Differential gene expression analysis
All reads from three libraries (AP, SP1 and SP2) were, respectively, mapped onto the nonredundant reference transcriptome to quantify the abundance of transcripts assemble using SSAHA2 (v2.5.3) (Wellcome Trust Sanger Institute, Cambridge, UK) with default parameters except for ‘-best 1’. The coverage of each transcript was determined in terms of number of reads per kilobase per million (RPKM). The MA-plot-based method with random sampling model (DEGseq) proposed by Wang et al. (2009). The independence of DEGs was further assessed using a single statistic analysis, R value, which was developed by Stekel et al. (2000) for comparison gene expression from multiple cDNA libraries.
Twenty pairs of primers were designed to generate amplicons for validating the RNA-seq data (Figure 6a). Aliquots of total RNA extracted for sequencing as described earlier were used for quantitative real-time PCR (qRT-PCR) experiments according to the manufacturer's instructions (Roche, Shanghai, China). All assays for a particular gene were performed in triplicate synchronously under identical conditions. All qRT-PCR experiments were run in a 25 μl volume with the Roche LightCyler 480 system (Roche). The actin gene was used as a reference in all qRT-PCR experiments. Relative quantification analyses of all target genes were performed using the E (Efficiency)-method from Roche Applied Science (Tellmann and Geulen, 2006). The expression level of each target gene was normalized to the level of the reference gene actin. The relative expression values were then validated for the RNA-seq data.
GC content analysis
GC content analysis was conducted using in-house Perl scripts. The gene indices for Arabidopsis (v15.0), soybean (v16.0), Lotus Japonicus (v6.0), Medicago truncatula (v11.0) and rice (v19.0) were downloaded from The Gene Index Projects (http://compbio.dfci.harvard.edu/tgi/plant.html).

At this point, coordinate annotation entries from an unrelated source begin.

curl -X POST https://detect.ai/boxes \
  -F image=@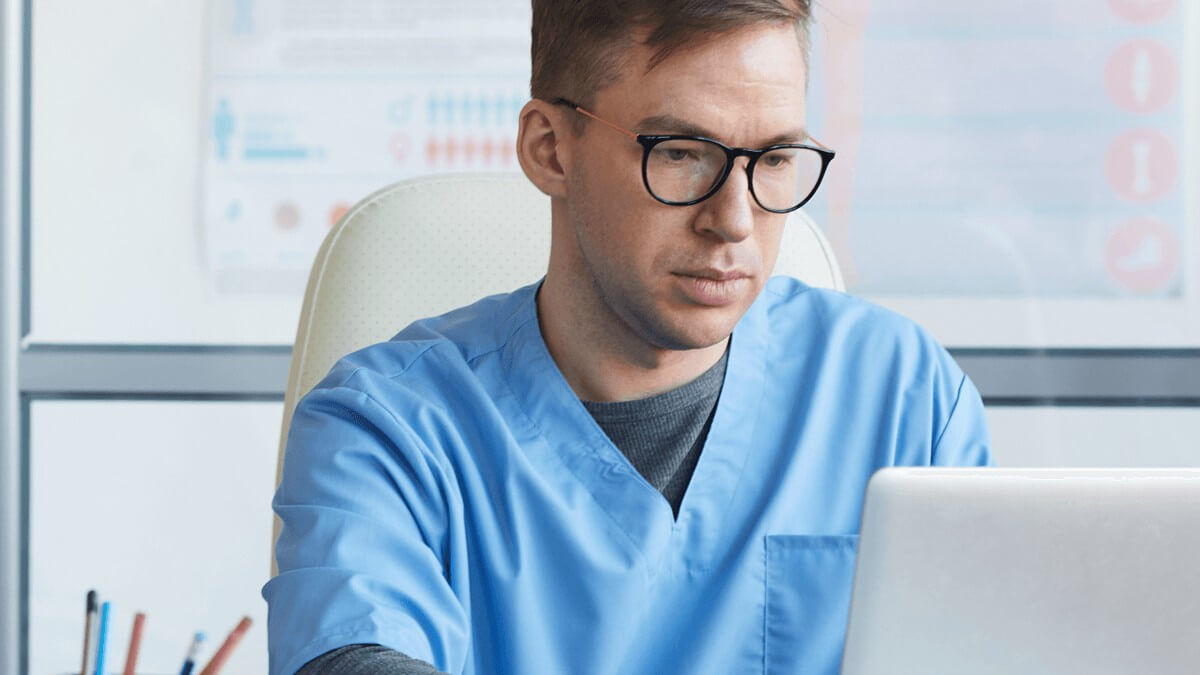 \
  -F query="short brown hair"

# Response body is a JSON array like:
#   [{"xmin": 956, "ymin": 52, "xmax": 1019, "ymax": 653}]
[{"xmin": 529, "ymin": 0, "xmax": 811, "ymax": 106}]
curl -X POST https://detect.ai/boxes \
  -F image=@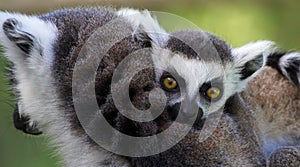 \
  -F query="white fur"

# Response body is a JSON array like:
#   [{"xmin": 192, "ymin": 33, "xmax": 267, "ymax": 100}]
[
  {"xmin": 0, "ymin": 12, "xmax": 129, "ymax": 167},
  {"xmin": 232, "ymin": 41, "xmax": 278, "ymax": 91},
  {"xmin": 279, "ymin": 52, "xmax": 300, "ymax": 81},
  {"xmin": 117, "ymin": 8, "xmax": 167, "ymax": 46}
]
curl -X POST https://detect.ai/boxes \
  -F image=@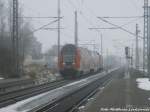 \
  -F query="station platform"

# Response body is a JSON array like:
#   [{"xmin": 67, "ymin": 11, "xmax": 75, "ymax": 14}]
[{"xmin": 84, "ymin": 69, "xmax": 150, "ymax": 112}]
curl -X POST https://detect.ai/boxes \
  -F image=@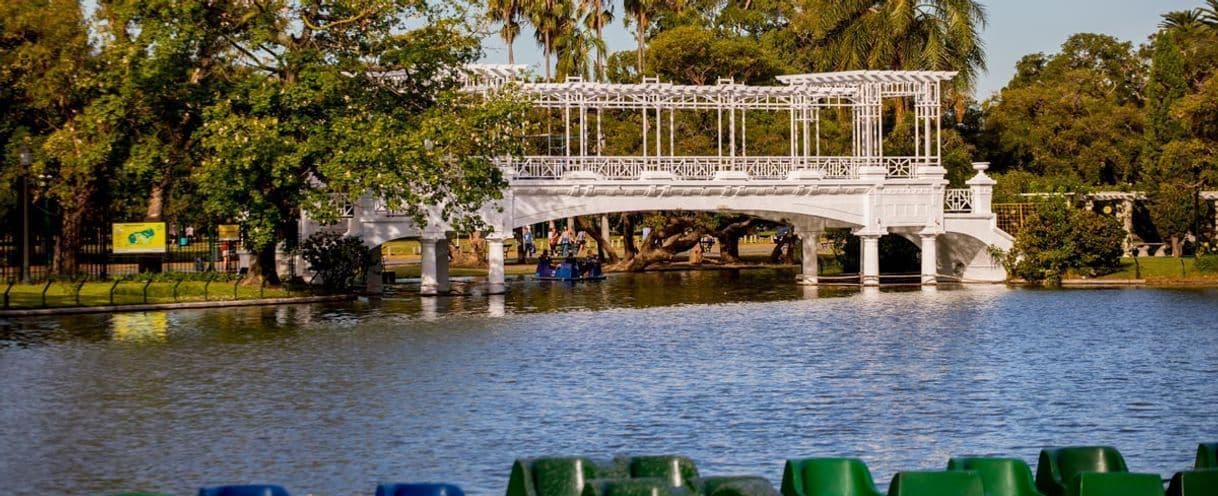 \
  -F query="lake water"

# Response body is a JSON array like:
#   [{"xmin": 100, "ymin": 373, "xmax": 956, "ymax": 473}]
[{"xmin": 0, "ymin": 271, "xmax": 1218, "ymax": 495}]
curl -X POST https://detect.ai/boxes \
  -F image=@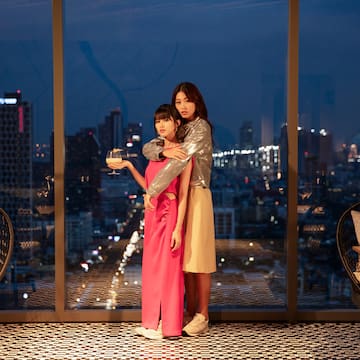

This research was funded by grants from National Natural Science Foundation of China (No. 30971819 and 30900907), Natural Science Foundation of Guangdong Province (No. 10151064001000002), Science and Technology Planning Project of Guangdong Province (2011B010500019), Pearl River Science and Technology Nova of Guangzhou (No. 2011J2200035) and supported by the earmarked fund for Modern Agro-industry Technology Research System (No. nycycx-19, CARS-14). The funders had no role in study design, data collection and analysis, decision to publish, or preparation of the manuscript. We declare no conflict of interests.